For more than thirty years the University has maintained a southern station in order that its series of celestial photographs might cover the whole sky. After the investigation of 1889 of various sites in Peru and Chile, the branch observatory was located in the Andes Mountains near Arequipa, at an altitude of eight thousand feet. Throughout a large part of the year the astronomical conditions in this high altitude are excellent, and the astronomers working at Arequipa have secured more than a hundred thousand photographs of southern stars. During the Peruvian summer; however, in the months from December to March, a heavily clouded season prevails.
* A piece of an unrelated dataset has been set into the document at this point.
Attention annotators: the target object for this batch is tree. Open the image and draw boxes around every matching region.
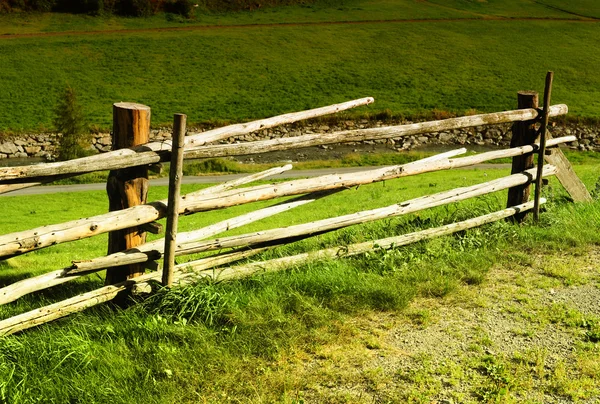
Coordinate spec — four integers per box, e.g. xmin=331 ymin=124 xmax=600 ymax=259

The continuity of the photographic record is then so badly interrupted that it has now been decided to test other sites in the hope of finding a favorable place that may be occupied during the cloudy season at Arequipa.
Located in Rainless Region
The new Harvard Observatory has been located at Chuquicamata, Chile, about twenty miles from the Smithsonian station, and at an altitude of between seven and eight thousand feet. The region is practically rainless, and the available records indicate long seasons of cloudless skies.
A ten-inch photographic telescope is being used for the study of variable stars in the southern Milky Way, and in the Magellanic Clouds. A special telescope with wide-angle lens carries on the photographic patrol of the whole southern sky--an investigation long maintained by the University in order to have a continuous record of the variations or of any unusual behavior of the brighter stars.